O garoto corou e arregalou os olhos. Certo, deveria lembrar de não sair espalhando aquelas bolinhas de papel malditas por qualquer lugar da próxima vez. Ele suspirou e desviou o olhar.
— Eu sou louco por você. –Falou, já esperando a rejeição.
— E-eu também. – A garota disse virando de costas para ele.
— Voc-você também?- Ele falou surpreso, seu coração batendo mais rápido do que devia.
— Eu também te amo. – Virou-se para frente bem a tempo de ver um brilho esperançoso passar pelos olhos do parceiro. –Mas nós... Nós não podemos ficar juntos Chat. Me desculpa.
— O que? Por quê? –Falou sem entender.
— Promete que não vai ficar com raiva de mim? – Ela perguntou, cheia de melancolia.
— Prometo! – Falou mais que depressa.
— Eu só iria de decepcionar. Eu não sou como você pensa que eu sou. Eu sou fraca. Sou uma fracassada. Eu não te mereço. – Ladybug explicou abaixando a cabeça sentindo as lágrimas descerem.
— Do que diabos você está falando? Você é incrível! — O rapaz segurou nos ombros dela para lhe passar confiança.
— Para com isso! Eu não sou não! Você que é perfeito! Você é sempre tão legal, consegue ficar calmo e descontraído mesmo que o mundo esteja explodindo ao seu redor e mesmo sem usar a mascara ainda assim é perfeito! Um modelo desejado por todas as garotas de Paris! E antes que me pergunte, sim eu sei que é você Adrien! – Ela berrou cada palavra deixando elas saírem junto com seu choro e seus soluços.
— Meu Deus do céu! Como é que você tem coragem de dizer que não é incrível? Por acaso eu tenho cara de quem amaria alguém que não é incrível? – O garoto perguntou depois de ficar uns minutos em choque pela revelação.
— Não seja iludido gatinho. Não sabe quem sou eu. – Ela falou em um sussurro.
— Então me deixa saber! – Ele falou segurando o rosto dela pelo queixo para que ela o encarasse diretamente. – Me diga o seu nome. – Ladybug permaneceu em silencio só encarando os olhos verdes que tanto amava. Ela não podia dizer. – My lady por favor. – Ela não conseguiria se segurar mais. Não resistiria depois de ouvir seu apelido carinhoso.
— Marinette. – Ela falou vendo as pupilas do gato se dilatarem.
— Dupain Cheng? – Falou com os olhos brilhando.
— É. – Ela sussurrou.
— Então por que eu deveria estará decepcionado mesmo? – Ele falou ironicamente.
— O que? – A de vermelho permanecia confusa.
— Sabe, se você fosse na realidade alguém igual a Chloe ou a Lila eu deveria estar triste, mas pra mim você continua sendo perfeita. – Ele disse sorridente.
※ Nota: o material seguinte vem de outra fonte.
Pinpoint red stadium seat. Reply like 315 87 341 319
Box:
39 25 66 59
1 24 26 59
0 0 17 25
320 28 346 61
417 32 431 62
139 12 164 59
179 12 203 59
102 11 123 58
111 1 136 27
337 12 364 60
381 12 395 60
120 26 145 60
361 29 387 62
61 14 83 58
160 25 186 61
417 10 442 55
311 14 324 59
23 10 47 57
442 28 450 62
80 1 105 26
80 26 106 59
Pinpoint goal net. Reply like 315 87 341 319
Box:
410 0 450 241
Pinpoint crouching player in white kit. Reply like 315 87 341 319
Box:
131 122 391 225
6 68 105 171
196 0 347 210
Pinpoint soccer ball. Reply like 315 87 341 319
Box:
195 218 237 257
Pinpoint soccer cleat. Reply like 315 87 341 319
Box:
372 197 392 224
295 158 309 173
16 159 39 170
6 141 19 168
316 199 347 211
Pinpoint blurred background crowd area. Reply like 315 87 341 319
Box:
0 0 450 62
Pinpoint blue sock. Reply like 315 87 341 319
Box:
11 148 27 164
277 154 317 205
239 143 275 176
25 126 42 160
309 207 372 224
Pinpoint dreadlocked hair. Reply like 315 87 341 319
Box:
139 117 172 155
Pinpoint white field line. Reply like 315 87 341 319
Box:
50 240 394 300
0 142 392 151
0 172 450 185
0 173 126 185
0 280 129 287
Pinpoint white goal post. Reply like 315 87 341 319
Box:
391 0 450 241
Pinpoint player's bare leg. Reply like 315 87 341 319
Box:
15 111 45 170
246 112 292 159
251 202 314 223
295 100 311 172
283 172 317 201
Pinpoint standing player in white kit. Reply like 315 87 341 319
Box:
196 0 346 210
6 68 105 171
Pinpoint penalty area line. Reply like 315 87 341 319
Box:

— Você enlouqueceu? Escutou meu nome errado? Eu sou a Marinette! A desastrada, esquisita que só sabe gaguejar na sua frente! Eu... Eu... – A menina falava nervosa.
— Você é extremamente fofa, generosa, corajosa, carinhosa, linda e gentil. Com ou sem essa porcaria de mascara. Para de se menosprezar! Para de menosprezar a menina que eu amo! Agora escuta bem o que eu vou te falar! Eu te amo Marinette Dupain Cheng! – E concluindo isso selou seu amor pela mestiça com um beijo nos lábios macios e pequenos da menor.
De inicio um beijo calmo, não passando de um mero selinho. Mas quando a menina começou a corresponder aquilo começou a tomar intensidade. As lingues dançando em sincronia, logo a dança se tornou uma batalha. Aquele beijo tão intenso e apaixonante, aquilo, juntamente com as palavras de Adrien, fizeram Marinette entender que ele realmente não tinha se decepcionado, ele não estava fingindo. Ele a amava. Ele a ensinou a tão complexa e maluca definição de amor.